In December 2011, we ended the year with just over $5,200 in dividend income from our unregistered accounts and TFSAs. No doubt it has taken me many transactions and purchases to get this point, and some mistakes along the way, but overall our dividend investing strategy is working for us. This strategy is a great compliment to our passive investing approach using Exchange Traded Funds (ETFs) in our RRSPs. This month, our dividend income for the 2012 calendar year is projected to be $5,300, almost $100 more than last month. Projected, if:
- no companies increase their dividends this year,
- I don’t buy any new dividend-paying stocks, or
- dividends just accumulate as cash.
I’m optimistic none of these things will stay the same. Here’s why.
Our dividend income should grow beyond $5,300 in 2012 thanks in part to recent dividend hikes by the following companies:
- Enbridge (ENB) announced their quarterly dividend will be $0.2825 per common share in March 2012.
- Fortis (FTS), Canada’s only true dividend aristocrat, announced their quarterly dividend will be $0.30 per common share payable in March 2012.
- Bell Canada (BCE) announced their quarterly dividend will be $0.5425 per common share payable in April 2012.

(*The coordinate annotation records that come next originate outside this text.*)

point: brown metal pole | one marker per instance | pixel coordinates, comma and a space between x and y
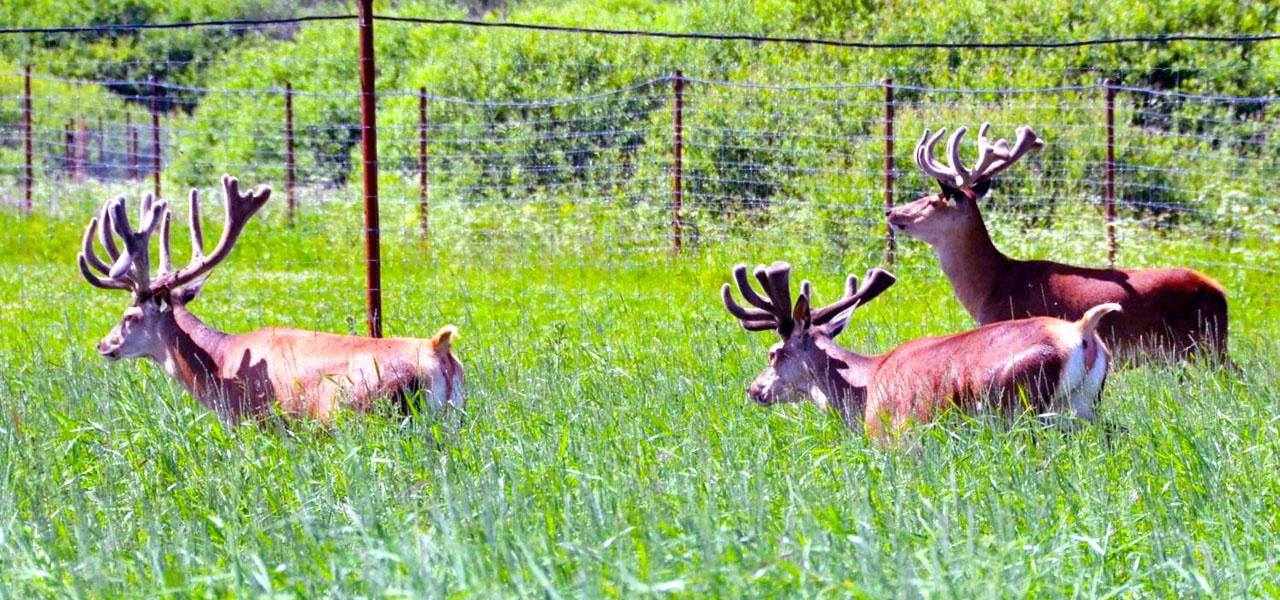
677, 160
155, 138
890, 244
101, 149
1110, 191
369, 150
28, 172
81, 149
289, 198
67, 150
423, 204
132, 146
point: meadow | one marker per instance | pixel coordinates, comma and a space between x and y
608, 448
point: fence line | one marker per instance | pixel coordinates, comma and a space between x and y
734, 152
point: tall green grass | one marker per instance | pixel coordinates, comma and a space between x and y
608, 448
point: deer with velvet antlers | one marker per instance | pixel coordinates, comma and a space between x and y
248, 375
1169, 312
1043, 363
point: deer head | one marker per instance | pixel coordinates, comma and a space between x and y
140, 331
935, 216
795, 362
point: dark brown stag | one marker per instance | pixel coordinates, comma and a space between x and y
1169, 312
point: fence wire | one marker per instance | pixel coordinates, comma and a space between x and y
799, 160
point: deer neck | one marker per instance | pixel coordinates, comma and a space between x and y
841, 380
192, 353
972, 264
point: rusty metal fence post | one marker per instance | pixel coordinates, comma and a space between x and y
68, 154
369, 151
289, 198
424, 211
890, 243
1109, 174
131, 146
81, 149
677, 83
155, 137
101, 150
28, 170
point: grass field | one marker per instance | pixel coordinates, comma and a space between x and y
609, 449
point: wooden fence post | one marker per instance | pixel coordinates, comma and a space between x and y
677, 85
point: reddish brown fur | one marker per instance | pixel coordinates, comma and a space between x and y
917, 380
1052, 365
302, 372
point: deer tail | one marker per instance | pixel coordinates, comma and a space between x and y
1088, 324
443, 339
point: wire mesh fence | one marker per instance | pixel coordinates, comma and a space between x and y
799, 160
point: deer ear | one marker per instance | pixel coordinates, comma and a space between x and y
161, 300
443, 340
800, 315
951, 193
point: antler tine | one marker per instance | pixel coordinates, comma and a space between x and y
963, 177
87, 248
1028, 142
136, 259
876, 283
197, 234
87, 257
748, 292
165, 251
99, 282
240, 210
113, 252
778, 275
927, 163
752, 319
987, 154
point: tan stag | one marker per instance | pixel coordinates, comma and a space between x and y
250, 375
1043, 363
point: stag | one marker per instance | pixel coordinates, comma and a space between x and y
1170, 314
1042, 363
248, 375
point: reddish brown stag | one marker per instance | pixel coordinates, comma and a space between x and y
1042, 363
248, 375
1169, 312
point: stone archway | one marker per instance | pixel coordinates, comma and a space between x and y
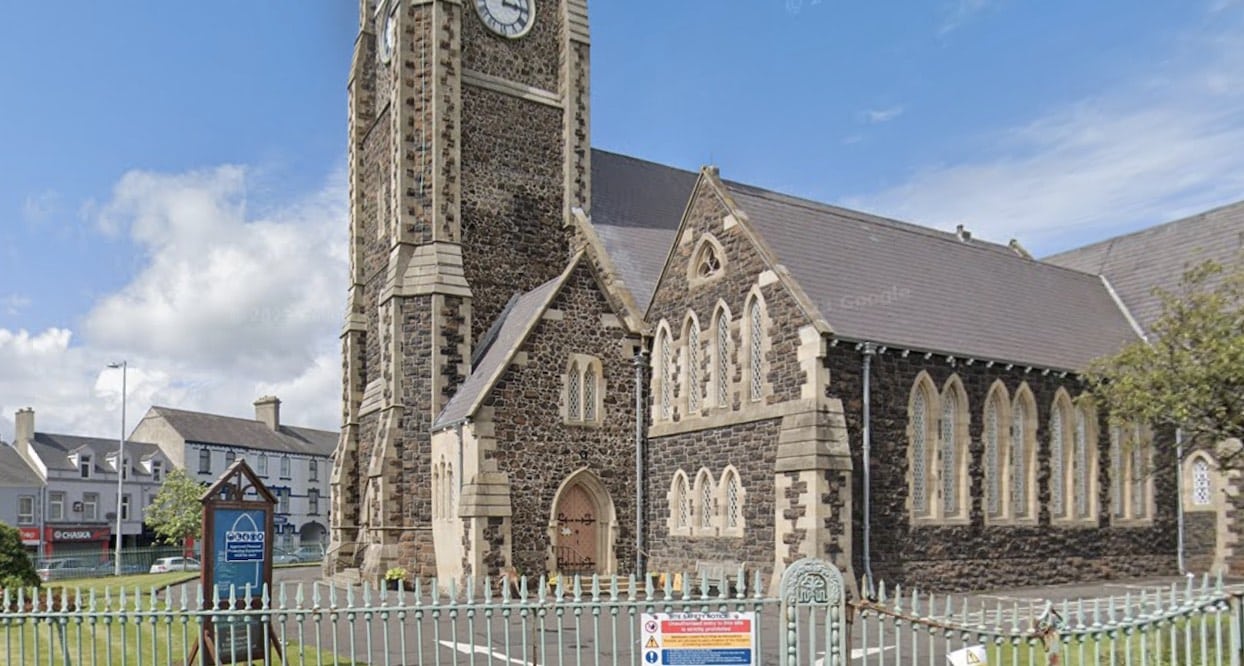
582, 527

Our income should also grow thanks to synthetic DRIPs. For most of our holdings, when dividends are paid, we reinvest the dividends to buy more whole shares every quarter. There are a few companies we don’t run synthetic DRIPs with, but not very many. More shares over time paying more dividends over time – the magic of compounding. I love this process!
While these posts focus on what’s new with my dividend income, know that you can reinvest distributions paid from mutual funds or Exchange Traded Funds (ETFs) as well. Feel free to ask me any questions about reinvesting and I will do my best to answer them. I firmly believe getting your money working for you is the secret of wealth creation.

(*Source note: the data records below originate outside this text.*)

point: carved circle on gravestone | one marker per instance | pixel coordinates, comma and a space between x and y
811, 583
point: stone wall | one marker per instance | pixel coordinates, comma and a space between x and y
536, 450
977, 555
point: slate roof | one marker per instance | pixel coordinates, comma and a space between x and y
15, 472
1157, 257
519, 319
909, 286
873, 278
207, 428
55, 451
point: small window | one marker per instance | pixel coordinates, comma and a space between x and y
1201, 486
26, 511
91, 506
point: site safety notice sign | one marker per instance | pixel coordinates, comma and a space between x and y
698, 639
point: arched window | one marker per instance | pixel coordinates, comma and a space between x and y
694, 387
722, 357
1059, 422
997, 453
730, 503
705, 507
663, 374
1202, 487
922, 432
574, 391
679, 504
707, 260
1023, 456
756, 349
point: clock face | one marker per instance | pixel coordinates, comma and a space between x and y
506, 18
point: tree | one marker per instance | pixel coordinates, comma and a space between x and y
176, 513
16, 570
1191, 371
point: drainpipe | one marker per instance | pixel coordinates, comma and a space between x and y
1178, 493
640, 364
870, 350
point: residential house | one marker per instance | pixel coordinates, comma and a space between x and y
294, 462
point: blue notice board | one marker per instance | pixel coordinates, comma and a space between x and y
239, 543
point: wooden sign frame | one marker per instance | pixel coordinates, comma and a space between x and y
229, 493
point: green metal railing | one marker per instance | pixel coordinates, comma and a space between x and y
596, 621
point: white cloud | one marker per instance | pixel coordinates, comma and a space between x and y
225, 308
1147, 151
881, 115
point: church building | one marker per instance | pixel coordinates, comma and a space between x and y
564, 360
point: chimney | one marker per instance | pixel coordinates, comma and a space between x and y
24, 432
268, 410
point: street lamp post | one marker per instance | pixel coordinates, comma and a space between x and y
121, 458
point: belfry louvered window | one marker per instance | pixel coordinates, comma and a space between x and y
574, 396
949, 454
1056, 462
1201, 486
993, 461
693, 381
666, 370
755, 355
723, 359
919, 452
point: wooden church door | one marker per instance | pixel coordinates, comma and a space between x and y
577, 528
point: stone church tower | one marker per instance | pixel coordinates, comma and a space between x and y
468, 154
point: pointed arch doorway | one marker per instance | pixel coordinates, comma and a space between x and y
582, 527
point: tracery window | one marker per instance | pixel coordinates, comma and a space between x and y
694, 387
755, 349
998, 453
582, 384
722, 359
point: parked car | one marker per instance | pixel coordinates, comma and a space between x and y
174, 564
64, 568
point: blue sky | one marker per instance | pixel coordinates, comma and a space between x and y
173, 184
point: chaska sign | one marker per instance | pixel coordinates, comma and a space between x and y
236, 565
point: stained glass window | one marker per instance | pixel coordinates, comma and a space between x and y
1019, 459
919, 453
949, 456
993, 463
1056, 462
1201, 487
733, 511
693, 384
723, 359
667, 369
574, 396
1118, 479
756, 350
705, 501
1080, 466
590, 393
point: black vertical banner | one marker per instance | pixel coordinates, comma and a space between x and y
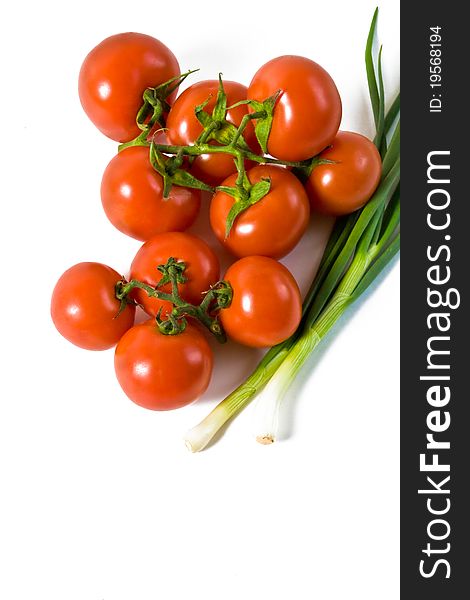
435, 255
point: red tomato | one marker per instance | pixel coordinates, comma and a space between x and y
162, 372
272, 226
84, 307
308, 111
266, 306
202, 268
345, 186
184, 128
114, 76
132, 197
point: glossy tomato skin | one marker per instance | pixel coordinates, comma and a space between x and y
266, 306
271, 227
84, 307
132, 197
184, 128
346, 185
163, 372
202, 268
308, 111
114, 76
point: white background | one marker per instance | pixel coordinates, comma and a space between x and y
99, 498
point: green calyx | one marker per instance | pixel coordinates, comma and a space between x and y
219, 296
172, 173
216, 126
154, 108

Back to dividends and closing out this post, there is no such thing as a free lunch when it comes to dividend investing. Stock prices rise and fall, maybe by 10%, 20% or even more. It takes work to monitor my portfolio. I’m now an avid reader of annual reports! However, I believe in the companies I own and I keep my fingers off the “sell” button as much as possible. This income machine took me years to build is now starting to run along quite nicely.

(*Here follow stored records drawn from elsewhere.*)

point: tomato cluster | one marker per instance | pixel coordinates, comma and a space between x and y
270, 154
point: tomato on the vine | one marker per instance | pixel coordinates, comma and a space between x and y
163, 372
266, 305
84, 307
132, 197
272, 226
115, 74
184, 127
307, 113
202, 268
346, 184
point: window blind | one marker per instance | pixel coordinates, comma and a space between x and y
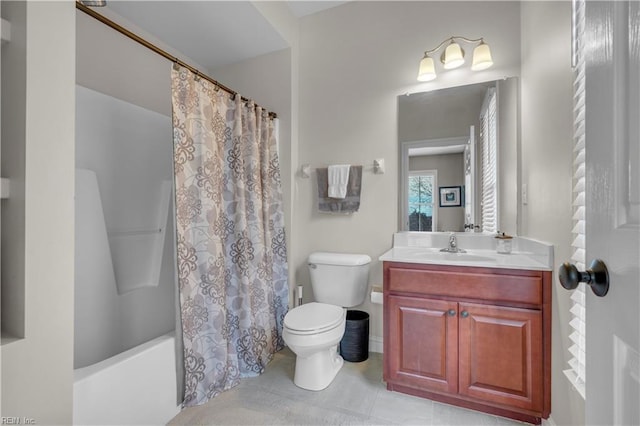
489, 177
577, 323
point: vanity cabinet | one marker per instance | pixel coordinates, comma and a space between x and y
474, 337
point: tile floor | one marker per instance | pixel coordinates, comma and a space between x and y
356, 397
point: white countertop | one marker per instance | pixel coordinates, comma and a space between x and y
480, 251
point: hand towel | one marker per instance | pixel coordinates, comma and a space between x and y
337, 178
351, 203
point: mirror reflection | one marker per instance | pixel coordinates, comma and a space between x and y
459, 156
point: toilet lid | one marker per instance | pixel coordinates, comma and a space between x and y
313, 317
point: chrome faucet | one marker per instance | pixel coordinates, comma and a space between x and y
453, 245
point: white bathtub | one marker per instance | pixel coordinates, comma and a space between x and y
136, 387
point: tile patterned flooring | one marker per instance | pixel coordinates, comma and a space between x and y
356, 397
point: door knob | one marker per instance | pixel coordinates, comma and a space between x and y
597, 276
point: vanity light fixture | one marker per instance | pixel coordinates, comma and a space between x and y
453, 57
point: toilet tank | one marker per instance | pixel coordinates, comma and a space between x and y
339, 278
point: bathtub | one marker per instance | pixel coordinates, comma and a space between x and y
135, 387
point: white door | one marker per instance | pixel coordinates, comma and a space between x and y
469, 181
613, 210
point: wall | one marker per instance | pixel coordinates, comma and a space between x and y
546, 136
355, 60
508, 155
129, 149
450, 169
37, 371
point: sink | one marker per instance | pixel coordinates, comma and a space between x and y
465, 257
434, 254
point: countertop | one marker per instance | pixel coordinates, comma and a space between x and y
480, 252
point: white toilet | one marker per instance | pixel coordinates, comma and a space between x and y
313, 331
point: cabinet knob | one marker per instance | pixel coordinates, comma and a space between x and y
597, 276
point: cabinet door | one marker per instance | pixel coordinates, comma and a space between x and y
501, 355
423, 335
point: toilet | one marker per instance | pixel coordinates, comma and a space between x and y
314, 330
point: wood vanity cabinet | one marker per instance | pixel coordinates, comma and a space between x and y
474, 337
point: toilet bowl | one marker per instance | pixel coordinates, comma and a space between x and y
314, 330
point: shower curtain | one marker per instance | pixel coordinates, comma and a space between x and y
232, 267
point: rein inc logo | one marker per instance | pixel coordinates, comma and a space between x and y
17, 421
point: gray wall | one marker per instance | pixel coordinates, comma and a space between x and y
547, 158
130, 150
355, 60
450, 169
37, 370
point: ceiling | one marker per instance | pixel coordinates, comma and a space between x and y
212, 33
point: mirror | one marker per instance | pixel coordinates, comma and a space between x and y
440, 141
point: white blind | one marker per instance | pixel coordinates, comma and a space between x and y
576, 371
489, 148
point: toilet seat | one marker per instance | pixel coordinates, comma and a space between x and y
313, 318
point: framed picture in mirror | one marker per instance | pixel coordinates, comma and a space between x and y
451, 196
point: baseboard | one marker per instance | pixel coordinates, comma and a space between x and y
375, 344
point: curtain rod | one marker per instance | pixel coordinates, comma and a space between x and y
156, 49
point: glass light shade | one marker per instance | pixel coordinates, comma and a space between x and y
481, 57
427, 71
453, 56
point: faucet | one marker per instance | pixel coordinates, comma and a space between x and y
453, 245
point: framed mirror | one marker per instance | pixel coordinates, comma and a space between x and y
459, 156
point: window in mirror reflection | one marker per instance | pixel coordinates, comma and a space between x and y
422, 208
488, 146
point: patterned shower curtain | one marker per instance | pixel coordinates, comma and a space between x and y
232, 267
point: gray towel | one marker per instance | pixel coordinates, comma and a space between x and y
349, 204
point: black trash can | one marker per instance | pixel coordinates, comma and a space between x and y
354, 346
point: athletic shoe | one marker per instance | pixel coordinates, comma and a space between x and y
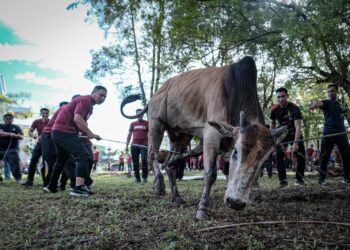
27, 184
299, 183
283, 184
48, 189
322, 181
346, 181
80, 191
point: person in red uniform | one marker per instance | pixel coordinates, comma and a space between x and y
69, 122
38, 125
139, 132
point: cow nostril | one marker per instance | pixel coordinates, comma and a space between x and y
235, 204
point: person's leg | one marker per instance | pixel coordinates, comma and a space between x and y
344, 149
49, 155
12, 158
281, 168
7, 170
135, 153
36, 154
143, 152
326, 149
299, 175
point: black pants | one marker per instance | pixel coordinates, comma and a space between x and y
135, 153
12, 158
36, 154
49, 154
69, 144
281, 167
327, 145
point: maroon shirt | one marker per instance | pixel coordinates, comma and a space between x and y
82, 105
38, 125
49, 126
139, 131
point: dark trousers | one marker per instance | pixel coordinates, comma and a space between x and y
36, 154
135, 154
12, 158
181, 165
300, 154
69, 144
327, 145
49, 154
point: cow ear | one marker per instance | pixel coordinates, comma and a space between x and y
224, 129
243, 122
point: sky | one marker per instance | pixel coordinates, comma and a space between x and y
45, 51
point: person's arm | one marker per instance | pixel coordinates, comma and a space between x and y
128, 141
317, 104
83, 127
31, 130
297, 125
273, 124
7, 134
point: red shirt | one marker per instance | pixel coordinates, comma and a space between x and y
121, 159
49, 126
139, 131
38, 125
310, 152
95, 155
82, 105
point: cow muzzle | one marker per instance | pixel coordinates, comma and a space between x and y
235, 203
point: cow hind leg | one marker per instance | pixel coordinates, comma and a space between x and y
156, 133
171, 171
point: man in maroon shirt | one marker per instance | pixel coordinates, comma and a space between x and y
38, 125
71, 120
139, 132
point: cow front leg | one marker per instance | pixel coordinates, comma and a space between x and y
171, 171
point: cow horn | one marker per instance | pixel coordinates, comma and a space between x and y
278, 132
243, 122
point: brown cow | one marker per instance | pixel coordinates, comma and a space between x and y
207, 103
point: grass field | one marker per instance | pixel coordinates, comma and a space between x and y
126, 215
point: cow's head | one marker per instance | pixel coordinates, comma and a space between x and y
253, 144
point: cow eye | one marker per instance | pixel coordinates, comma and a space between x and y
234, 154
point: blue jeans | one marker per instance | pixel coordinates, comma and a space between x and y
7, 170
135, 153
12, 159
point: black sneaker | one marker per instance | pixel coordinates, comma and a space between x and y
27, 184
346, 181
322, 181
49, 189
80, 191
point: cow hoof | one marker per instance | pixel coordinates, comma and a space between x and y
159, 186
178, 200
201, 215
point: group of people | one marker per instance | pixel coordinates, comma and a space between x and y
64, 144
289, 114
65, 141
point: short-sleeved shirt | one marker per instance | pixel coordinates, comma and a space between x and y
82, 105
139, 131
309, 152
48, 127
286, 116
333, 117
38, 125
95, 155
121, 159
5, 141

Our long-term goal is to create about $30,000 in dividend income to fund part of our retirement. It’s a lofty goal for sure. However, we had to start somewhere and like so many things when it comes to investing, patience and time are often the toughest elements to accept but it’s worth the wait when the ingredients start working together 🙂
I hope you continue to follow along and find out where I am with the dividend income next month.